Une sculpture en hommage à l'émir Abdelkader

C'est parce que l'émir Abdelkader fut détenu, avec sa famille, dans la ville d'Amboise, une commune d'Indre-et-Loire, que les autorités françaises ont décidé de lui rendre un hommage. Son image, découpée dans une large plaque en métal, fait face au fleuve de la Loire, aux pieds du Palais royal d'Amboise.

Mais la sculpture le représentant, prévue pour l'occasion, a été vandalisée.

Une dégradation honteuse

Thierry Boutard, le maire de la ville, a expliqué que l'oeuvre d'art commémorative avait "été coupée à la meuleuse et tortillée". Une enquête pour "dégradation grave" a été ouverte. M. Boutard a aussitôt fait part de son indignation et a déclaré: "Nous sommes des résistants face à la haine. On ne va pas plier face à de la médiocrité et de la bêtise. L'oeuvre sera réparée et restera à cet endroit!".

L'ambassadeur d'Algérie en France, Mohamed Antar Daoud, a appelé au dialogue et à la compréhension. Toutefois, ils ont décidé, d'un commun accord, de maintenir l’inauguration et de ne rien changer au programme de la journée. 

Le président Emmanuel Macron a tenu également à condamner la dégradation de la sculpture commémorative: "Rappelons-nous ce qui nous unit. La République n’effacera aucune trace ni aucun nom de son histoire. Elle n’oubliera aucune de ses œuvres. Elle ne déboulonnera pas de statues".

L'émir Abdelkader est une figure historique XIXe siècle

Cette commémoration serait la concrétisation d'une des nombreuses recommandations issues du "rapport Stora" à propos des "mémoires de la colonisation et de la guerre d’Algérie". L'historien Benjamin Stora était d'ailleurs présent lors de la commémoration à Amboise et a commenté l’intérêt de cet évènement ainsi: "Une réconciliation mémorielle entre la France et l’Algérie passe par une circulation des images, des représentations réciproques, des découvertes mutuelles".

Pour le maire Thierry Boutard, il était naturel de rendre hommage au: "personnage historique auquel la ville est fortement attachée".
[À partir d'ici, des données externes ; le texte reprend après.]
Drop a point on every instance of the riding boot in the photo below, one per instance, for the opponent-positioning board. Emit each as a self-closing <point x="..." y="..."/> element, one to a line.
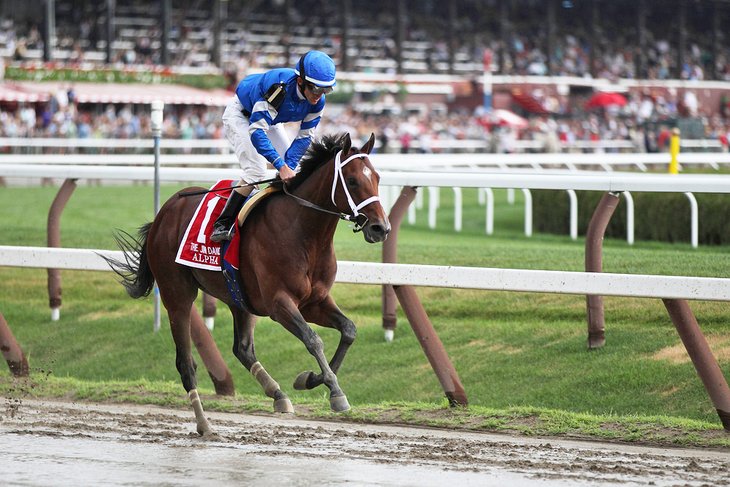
<point x="223" y="227"/>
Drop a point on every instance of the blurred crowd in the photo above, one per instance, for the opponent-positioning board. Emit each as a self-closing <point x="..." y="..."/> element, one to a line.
<point x="643" y="121"/>
<point x="609" y="52"/>
<point x="254" y="36"/>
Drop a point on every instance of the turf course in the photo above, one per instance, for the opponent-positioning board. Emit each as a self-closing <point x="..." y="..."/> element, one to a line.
<point x="514" y="352"/>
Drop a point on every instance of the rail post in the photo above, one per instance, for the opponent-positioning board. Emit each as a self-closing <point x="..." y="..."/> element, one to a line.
<point x="53" y="239"/>
<point x="594" y="263"/>
<point x="12" y="352"/>
<point x="156" y="126"/>
<point x="390" y="256"/>
<point x="699" y="352"/>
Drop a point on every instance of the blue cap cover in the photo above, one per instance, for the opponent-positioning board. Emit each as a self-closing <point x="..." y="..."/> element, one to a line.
<point x="317" y="68"/>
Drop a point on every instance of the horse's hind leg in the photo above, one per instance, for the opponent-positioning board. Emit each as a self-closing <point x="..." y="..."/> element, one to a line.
<point x="327" y="314"/>
<point x="243" y="348"/>
<point x="288" y="315"/>
<point x="178" y="311"/>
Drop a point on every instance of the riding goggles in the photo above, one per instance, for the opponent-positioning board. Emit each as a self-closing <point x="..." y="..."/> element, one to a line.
<point x="319" y="90"/>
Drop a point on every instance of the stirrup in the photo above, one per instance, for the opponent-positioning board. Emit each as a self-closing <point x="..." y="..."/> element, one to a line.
<point x="222" y="232"/>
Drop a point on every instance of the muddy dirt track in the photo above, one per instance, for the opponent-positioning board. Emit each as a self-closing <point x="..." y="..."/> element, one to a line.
<point x="62" y="443"/>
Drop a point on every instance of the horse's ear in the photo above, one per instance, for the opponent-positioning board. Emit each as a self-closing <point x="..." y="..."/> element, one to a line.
<point x="346" y="144"/>
<point x="368" y="147"/>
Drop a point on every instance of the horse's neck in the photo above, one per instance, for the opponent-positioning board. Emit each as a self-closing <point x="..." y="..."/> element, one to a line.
<point x="317" y="189"/>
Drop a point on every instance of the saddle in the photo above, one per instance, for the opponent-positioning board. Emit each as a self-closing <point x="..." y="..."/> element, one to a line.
<point x="197" y="250"/>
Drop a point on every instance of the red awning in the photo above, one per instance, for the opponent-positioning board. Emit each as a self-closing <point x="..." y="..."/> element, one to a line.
<point x="17" y="93"/>
<point x="135" y="93"/>
<point x="528" y="102"/>
<point x="605" y="99"/>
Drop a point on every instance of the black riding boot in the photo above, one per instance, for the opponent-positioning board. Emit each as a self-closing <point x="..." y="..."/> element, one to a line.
<point x="222" y="229"/>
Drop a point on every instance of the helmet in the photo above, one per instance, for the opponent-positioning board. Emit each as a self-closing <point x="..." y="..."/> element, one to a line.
<point x="317" y="68"/>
Ahmed Bouyerdene, historien franco-algérien, présent également en ce jour, expliquait que l'émir Abdelkader: "est une figure majeure du XIXe siècle!".

L'oeuvre d'art commémorative est signée de l'artiste Michel Audiard. Elle est inspirée d'une photographie conservée par la Bibliothèque nationale de France.
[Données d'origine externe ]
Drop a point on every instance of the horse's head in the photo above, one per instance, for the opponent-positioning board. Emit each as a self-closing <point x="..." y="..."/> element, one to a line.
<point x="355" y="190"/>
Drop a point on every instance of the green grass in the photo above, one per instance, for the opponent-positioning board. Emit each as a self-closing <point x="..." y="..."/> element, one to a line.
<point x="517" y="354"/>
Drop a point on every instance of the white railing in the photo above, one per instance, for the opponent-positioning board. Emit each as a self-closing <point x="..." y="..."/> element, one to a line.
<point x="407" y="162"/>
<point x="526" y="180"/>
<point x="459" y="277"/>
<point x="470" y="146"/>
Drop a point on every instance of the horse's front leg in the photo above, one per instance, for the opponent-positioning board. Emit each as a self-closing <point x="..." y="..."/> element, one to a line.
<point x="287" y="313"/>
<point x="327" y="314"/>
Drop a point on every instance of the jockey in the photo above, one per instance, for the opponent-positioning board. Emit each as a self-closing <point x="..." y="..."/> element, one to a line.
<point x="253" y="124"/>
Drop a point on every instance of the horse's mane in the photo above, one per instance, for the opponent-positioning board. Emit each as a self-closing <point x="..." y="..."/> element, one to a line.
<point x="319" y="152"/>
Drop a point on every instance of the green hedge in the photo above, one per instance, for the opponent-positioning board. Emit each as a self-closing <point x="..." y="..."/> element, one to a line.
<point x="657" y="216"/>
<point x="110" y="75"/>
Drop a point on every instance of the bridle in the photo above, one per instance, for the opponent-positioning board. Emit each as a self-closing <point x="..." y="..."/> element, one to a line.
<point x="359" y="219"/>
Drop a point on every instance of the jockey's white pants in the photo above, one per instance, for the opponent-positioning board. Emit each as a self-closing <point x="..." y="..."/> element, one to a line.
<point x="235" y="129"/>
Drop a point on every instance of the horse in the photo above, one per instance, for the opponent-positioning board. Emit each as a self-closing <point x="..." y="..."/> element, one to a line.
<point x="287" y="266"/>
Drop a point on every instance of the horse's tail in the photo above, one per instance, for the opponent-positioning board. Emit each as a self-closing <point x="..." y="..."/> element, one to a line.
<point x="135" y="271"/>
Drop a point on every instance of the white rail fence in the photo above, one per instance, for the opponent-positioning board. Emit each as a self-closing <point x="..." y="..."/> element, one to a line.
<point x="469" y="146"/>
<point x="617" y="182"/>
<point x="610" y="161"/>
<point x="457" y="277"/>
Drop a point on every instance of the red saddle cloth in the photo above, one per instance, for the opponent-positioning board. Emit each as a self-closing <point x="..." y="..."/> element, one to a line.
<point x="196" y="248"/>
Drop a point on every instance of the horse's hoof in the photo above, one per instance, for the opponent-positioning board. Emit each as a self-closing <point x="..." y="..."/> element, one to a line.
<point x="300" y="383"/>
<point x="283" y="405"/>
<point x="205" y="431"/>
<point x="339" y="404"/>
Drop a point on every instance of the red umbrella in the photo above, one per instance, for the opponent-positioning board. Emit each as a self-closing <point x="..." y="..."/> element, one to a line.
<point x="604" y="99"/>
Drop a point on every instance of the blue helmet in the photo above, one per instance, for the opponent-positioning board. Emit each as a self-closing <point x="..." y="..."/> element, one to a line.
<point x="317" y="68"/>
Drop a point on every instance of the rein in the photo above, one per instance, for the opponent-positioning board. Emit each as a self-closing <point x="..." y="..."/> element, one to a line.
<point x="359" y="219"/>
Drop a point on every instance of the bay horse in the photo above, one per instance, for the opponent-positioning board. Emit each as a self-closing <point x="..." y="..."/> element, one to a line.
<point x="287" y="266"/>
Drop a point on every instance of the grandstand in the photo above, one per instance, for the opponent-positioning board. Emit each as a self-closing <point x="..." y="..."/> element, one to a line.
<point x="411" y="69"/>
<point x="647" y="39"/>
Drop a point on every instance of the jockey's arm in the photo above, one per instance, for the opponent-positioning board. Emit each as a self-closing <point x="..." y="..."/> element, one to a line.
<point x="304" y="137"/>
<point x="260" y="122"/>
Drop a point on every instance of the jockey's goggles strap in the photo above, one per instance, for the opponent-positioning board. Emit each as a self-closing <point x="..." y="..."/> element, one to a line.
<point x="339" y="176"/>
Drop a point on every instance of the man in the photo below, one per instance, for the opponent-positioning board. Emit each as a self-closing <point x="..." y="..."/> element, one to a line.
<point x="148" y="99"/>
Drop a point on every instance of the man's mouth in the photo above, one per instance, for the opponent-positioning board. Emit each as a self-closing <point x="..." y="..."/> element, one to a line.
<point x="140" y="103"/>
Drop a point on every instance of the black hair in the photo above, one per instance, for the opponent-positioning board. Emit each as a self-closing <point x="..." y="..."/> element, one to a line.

Napoléon avait décoré l'émir Abdelkader de la Légion d'honneur

Alors que cette célébration est très critiquée en France par des personnalités politiques d'extrême-droite, il est bon de rappeler que Napoléon III portait l'émir en haute estime. Abdelkader fut même décoré de la médaille de la Légion d'honneur, à une époque où cette haute distinction avait encore toute sa valeur.

Mais cela n'empêche pas le site "Fdesouche" de qualifier l’émir de "héros de la lutte contre la France". Le nouveau soutien d'Eric Zemmour, l'avocat Gilbert Collard le qualifie quant à lui "d'adversaire historique de la France". Comme souvent, il ne faut pas s'attendre à des vérités historiques lorsque les détracteurs sont à la droite de la droite. C'est dans ce terreau que l'on croise les plus grands ignorants de l'Histoire de France... Un comble pourtant, pour des nationalistes.

Napoléon III, le dernier monarque et le premier président de la République française, a, lui, libéré l'émir emprisonné en France. Il appréciait l'émir. Napoléon III lui a décerné le grand cordon de la Légion d’honneur, qu'il portera dès lors avec fierté. Pour un adversaire héroïque et historique de la France, c’est plutôt cocasse n'est-ce pas? Abdelkader n’a jamais refusé de venir en visite en France, pour, entre autres, inaugurer des expositions: il le fit en toute amitié et avec sincérité.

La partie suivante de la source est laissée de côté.